今年の夏は、アレリオン33にSタイプがデビューし、また、ハーバーヨットに30フィートモデルが登場します。どちらも、ジブブームとファーリングのセルフタッキングジブはもちろん、低い重心を兼ね備えた、シングルでのハイパフォーマンスを楽しめるヨットです。

特に、アメリカ市場では、デイセーラーコンセプトのヨットの台頭が目覚しい。この不況にあって、新しいモデルの投入、受注状況も増えてきていると聞きます。さすがに、アメリカ市場は大きいと実感します。

クルージング艇の価格競争とキャビン拡大競争も頂点に達し、また、新たな方向に向かいつつあるような気がしますが、一方では、こういうデイセーラーコンセプトが拡充されてきています。また、このデイセーラーコンセプトもふたつに分類され、一方ではレーサーのスピードを目指す艇と、ハイパフォーマンスではあるが、シングルハンドセーリングの操作性を重視している艇があります。ハーバーヨットとアレリオンは、後者に属し、レーサーではありません。しかしながら、各地でワンデザインのフリートレースも続々と生まれてきています。

市場が大きいと、そういう楽しみ方のできますので、羨ましい限りです。日常ではセーリングを楽しみ、同じヨットが数艇集まれば、レースも楽しむ事ができる。同じモデルのヨットですから、ヨーイドンでスタートして、早くゴールした順で順位が決定されますから、非常に解りやすい。レーティングにも無関係。日本でも、こういうレースがもっと盛んになってくれれば良いのですが。

因みにアメリカでのアレリオンのレースは、セルフタッキングジブとメインセールのみ。それがルールです。ジェネカー等は禁止です。これはジブブームがあるからできる事で、これなら、誰でも参加し易い。それにハイパフォーマンスですから、面白いレースが、気軽にできます。

日本では、同じモデルがたくさん入る事が少ないので、なかなかこういうレースを楽しむ事ができません。アメリカでは、純クルージング艇であっても、オーナーズクラブが設立され、情報交換の他に、こういうワンデザインレースもやってます。
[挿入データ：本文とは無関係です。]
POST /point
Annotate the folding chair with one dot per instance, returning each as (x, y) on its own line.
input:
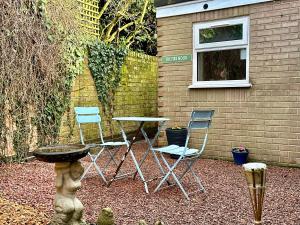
(85, 115)
(200, 119)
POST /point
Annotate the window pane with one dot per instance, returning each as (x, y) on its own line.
(221, 65)
(226, 33)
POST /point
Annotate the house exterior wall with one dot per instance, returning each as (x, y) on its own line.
(266, 117)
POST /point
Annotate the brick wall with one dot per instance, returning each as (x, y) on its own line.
(266, 117)
(136, 96)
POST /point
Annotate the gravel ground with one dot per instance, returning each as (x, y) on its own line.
(226, 201)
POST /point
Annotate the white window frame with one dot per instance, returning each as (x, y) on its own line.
(224, 45)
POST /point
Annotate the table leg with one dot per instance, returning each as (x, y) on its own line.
(150, 144)
(125, 154)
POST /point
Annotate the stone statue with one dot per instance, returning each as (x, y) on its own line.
(68, 209)
(106, 217)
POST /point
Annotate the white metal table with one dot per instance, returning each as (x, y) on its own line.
(141, 121)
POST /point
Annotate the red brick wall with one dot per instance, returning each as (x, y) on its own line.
(266, 117)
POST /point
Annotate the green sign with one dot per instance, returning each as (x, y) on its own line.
(176, 58)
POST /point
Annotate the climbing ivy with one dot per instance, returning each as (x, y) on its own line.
(42, 51)
(73, 44)
(105, 63)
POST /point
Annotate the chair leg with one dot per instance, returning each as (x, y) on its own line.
(111, 158)
(162, 181)
(180, 186)
(85, 171)
(198, 180)
(100, 172)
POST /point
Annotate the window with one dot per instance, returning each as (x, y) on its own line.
(221, 54)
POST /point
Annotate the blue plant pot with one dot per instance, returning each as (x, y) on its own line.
(239, 157)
クルージング艇でも、同じモデルなら、そういう楽しみ方もある。

オーナーズクラブというのは、同じヨットのオーナー同士が設立するクラブですから、互いのヨットの情報交換ができ、こういう事をした、こういう工夫をしたら良い、等々が参考になり、助け合いのクラブとして互いに利用できます。レースするには、遠い場所ですと無理がありますが、情報交換という面では、日本でもこういうオーナーズクラブができると良いですね。いつかはと思っています。
市場の小さな日本ですから、モデル単位では無理でも、デイセーラーに限るとか、ジャンルひとくくりでも良いかもしれません。仲間同士、何か盛り上げる要素がほしいですね。

以前、同じ地域に最低2艇の同じモデルを、と書きました。まずはこれでしょうか?何とか、今年は、それができればと思っています。そうしたら、たった2艇ですが、ひとつの楽しみ方ができます。ここから拡大していけば良い。
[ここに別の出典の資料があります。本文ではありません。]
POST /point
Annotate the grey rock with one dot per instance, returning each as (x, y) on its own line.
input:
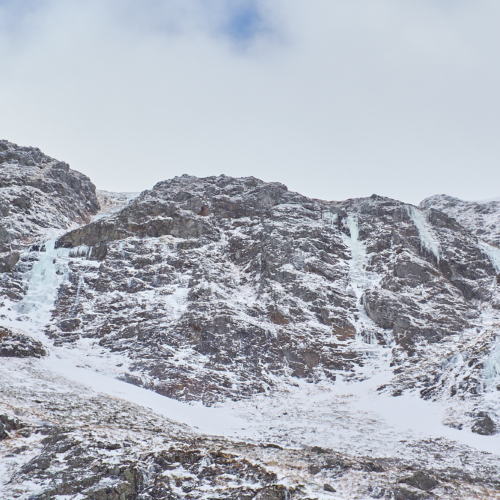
(484, 425)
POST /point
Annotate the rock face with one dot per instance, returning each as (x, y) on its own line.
(39, 193)
(243, 280)
(223, 290)
(479, 217)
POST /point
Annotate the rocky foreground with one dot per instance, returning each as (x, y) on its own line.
(240, 294)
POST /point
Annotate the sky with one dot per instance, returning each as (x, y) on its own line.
(335, 99)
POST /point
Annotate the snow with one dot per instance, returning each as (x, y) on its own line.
(45, 277)
(207, 419)
(427, 237)
(492, 252)
(350, 415)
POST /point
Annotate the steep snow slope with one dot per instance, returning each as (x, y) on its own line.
(369, 327)
(480, 217)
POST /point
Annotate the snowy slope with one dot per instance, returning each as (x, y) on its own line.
(360, 338)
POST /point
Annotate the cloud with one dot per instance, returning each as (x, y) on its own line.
(335, 99)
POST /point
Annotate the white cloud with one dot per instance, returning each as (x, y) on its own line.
(335, 99)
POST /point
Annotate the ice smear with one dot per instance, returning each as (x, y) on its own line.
(361, 279)
(492, 252)
(45, 277)
(427, 238)
(491, 370)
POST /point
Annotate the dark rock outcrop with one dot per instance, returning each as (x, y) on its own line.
(38, 193)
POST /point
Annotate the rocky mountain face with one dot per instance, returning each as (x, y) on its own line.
(221, 290)
(481, 218)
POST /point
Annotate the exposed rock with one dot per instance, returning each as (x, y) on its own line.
(484, 425)
(38, 193)
(422, 481)
(265, 277)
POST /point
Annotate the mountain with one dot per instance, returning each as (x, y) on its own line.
(349, 346)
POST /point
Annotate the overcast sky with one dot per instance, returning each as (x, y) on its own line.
(336, 99)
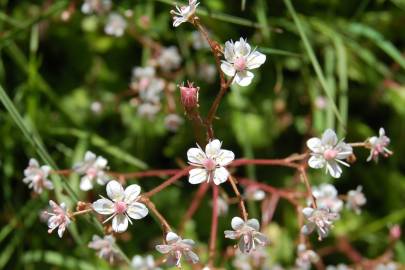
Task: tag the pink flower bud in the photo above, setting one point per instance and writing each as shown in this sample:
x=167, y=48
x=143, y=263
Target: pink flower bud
x=189, y=95
x=395, y=232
ヨットだけあれば良いわけではありません。それを使って、どういう遊び方に発展させる事ができるのか?我々業者に負うところは大きいのかもしれません。デイセーラーは日本ではまだまだマイナーな存在です。でも、きっと将来には、多くの方々が、気軽にセーリングを楽しみ、時折ワンデザインレースを楽しみ、ヨットが身近に感じられるようになる事を願っております。旅も良いけど、セーリングも面白い。